Da die Sondermassekosten den Absonderungsgläubigern im Rang vorgehen und daher mit diesen wirtschaftlich kollidieren, liegt eine Ausnahme von dem Grundsatz vor, dass Absonderungsgläubiger von einem Konkursverfahren nicht betroffen sind und sich daher deren Rechtsposition im Vergleich zu der außerhalb eines Insolvenzverfahrens nicht verschlechtern darf; der aus § 11 KO abzuleitende Grundsatz kann nur so verstanden werden, dass die Eröffnung eines Konkursverfahrens auch zu keiner Besserstellung führen darf. Aus dem dem Insolvenzrecht zugrunde liegenden Grundsatz der Parität der Gläubiger ist abzuleiten, dass der Gesetzgeber im Rahmen eines Insolvenzverfahrens nicht nur unter bestimmten Voraussetzungen eine Vergrößerung der freien Konkursmasse, sondern ganz allgemein dessen möglichst ungeschmälerte Erhaltung zum Ziele hat. Es widerspricht dieser Zielsetzung wie auch dem Grundsatz der Parität der Gläubiger, wenn freies Vermögen der Konkursmasse zum wirtschaftlichen Vorteil der durch die Konkurseröffnung nicht betroffenen Absonderungsgläubiger eingesetzt und somit der Befriedigungsfonds der übrigen Gläubiger geschmälert wird (Schulyok aaO Rz 3, 8, 10). Mit Schulyok (aaO Rz 1, 23) liegen Sondermassekosten dann vor, wenn ein enger sachlicher Zusammenhang zwischen den Massekosten und dem Absonderungsgut besteht (ähnlich Bachmann aaO 97 ff, jedoch noch weiter differenzierend).
Daraus folgt, dass dann, wenn wie hier ein den Verwertungserlös mindernder Anspruch des Erwerbers der Sondermasse besteht (Preisminderungsanspruch wegen des zweiten, dem Käufer nicht verschafften Garagenplatzes), den Absonderungsgläubigern eben nur ein entsprechend geminderter Verwertungserlös zur Verfügung steht.
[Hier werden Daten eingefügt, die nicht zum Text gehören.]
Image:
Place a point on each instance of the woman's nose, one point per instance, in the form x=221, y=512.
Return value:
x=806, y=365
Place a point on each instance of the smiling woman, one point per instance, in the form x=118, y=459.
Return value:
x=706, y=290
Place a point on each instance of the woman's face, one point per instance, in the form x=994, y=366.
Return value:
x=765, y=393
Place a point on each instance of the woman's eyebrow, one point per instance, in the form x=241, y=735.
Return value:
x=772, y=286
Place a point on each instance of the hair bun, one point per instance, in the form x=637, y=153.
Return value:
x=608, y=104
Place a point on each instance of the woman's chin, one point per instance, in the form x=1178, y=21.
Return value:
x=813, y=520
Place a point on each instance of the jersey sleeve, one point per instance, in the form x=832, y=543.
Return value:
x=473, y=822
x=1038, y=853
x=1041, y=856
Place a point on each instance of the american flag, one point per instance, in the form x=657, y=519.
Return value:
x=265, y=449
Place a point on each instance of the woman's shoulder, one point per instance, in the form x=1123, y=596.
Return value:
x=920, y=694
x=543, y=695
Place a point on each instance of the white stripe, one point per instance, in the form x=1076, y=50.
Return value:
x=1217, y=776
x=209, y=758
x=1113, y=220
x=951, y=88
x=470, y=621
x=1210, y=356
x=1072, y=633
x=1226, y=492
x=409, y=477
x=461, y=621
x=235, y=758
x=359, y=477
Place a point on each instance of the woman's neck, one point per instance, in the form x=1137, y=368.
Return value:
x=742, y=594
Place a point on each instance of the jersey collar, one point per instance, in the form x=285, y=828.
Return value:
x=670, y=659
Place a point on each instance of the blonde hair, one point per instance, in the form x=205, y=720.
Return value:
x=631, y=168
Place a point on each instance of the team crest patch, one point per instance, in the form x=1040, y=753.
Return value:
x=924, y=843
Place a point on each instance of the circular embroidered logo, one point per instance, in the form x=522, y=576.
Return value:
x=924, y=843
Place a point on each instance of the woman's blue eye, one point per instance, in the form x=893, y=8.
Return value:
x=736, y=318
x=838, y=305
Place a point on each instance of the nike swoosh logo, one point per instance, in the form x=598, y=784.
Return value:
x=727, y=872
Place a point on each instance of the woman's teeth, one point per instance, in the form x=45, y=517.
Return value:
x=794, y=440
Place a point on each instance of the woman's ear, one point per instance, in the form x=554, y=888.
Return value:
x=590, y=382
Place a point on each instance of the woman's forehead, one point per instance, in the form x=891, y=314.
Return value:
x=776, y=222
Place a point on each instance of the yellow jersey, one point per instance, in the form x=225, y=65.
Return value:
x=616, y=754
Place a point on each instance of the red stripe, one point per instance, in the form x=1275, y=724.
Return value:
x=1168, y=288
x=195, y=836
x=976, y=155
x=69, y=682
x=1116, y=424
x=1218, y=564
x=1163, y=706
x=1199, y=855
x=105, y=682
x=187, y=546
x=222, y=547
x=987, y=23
Den Erwerber einer Sondermasse mit einem Anspruch aus einer Leistungsstörung des Veräußerungsgeschäfts auf die allgemeine Masse zu Lasten der übrigen Gläubiger zu verweisen, wäre - wie schon das Berufungsgericht zutreffend erkannt hat - nicht sachgerecht.
Dass diese Sichtweise zutreffend ist, und ein enger sachlicher Zusammenhang im oben aufgezeigten Sinn zur Beurteilung als Sondermassekosten iSd § 49 Abs 1 KO genügt, ergibt sich daraus, dass der Oberste Gerichtshof selbst Sanierungskosten, die im Rahmen der Betriebsfortführung durch Kontaminierung der Betriebsliegenschaft ("Streuminen") entstanden sind, und allenfalls auch die Kosten einer Ersatzvornahme im Ergebnis als Sondermassekosten beurteilt hat (8 Ob 7 und 8/94, ZIK 1995, 30, dazu zustimmend Prochaska, ZIK 1998, 83 ff [86]; Schulyok aaO Rz 24).
Aus den genannten Gründen kann auch das Argument der Revisionsrekurswerberin nicht durchschlagen, dass das Ergebnis kein anderes als in einem "normalen" Exekutionsverfahren sein dürfe (vgl Schulyok aaO Rz 3).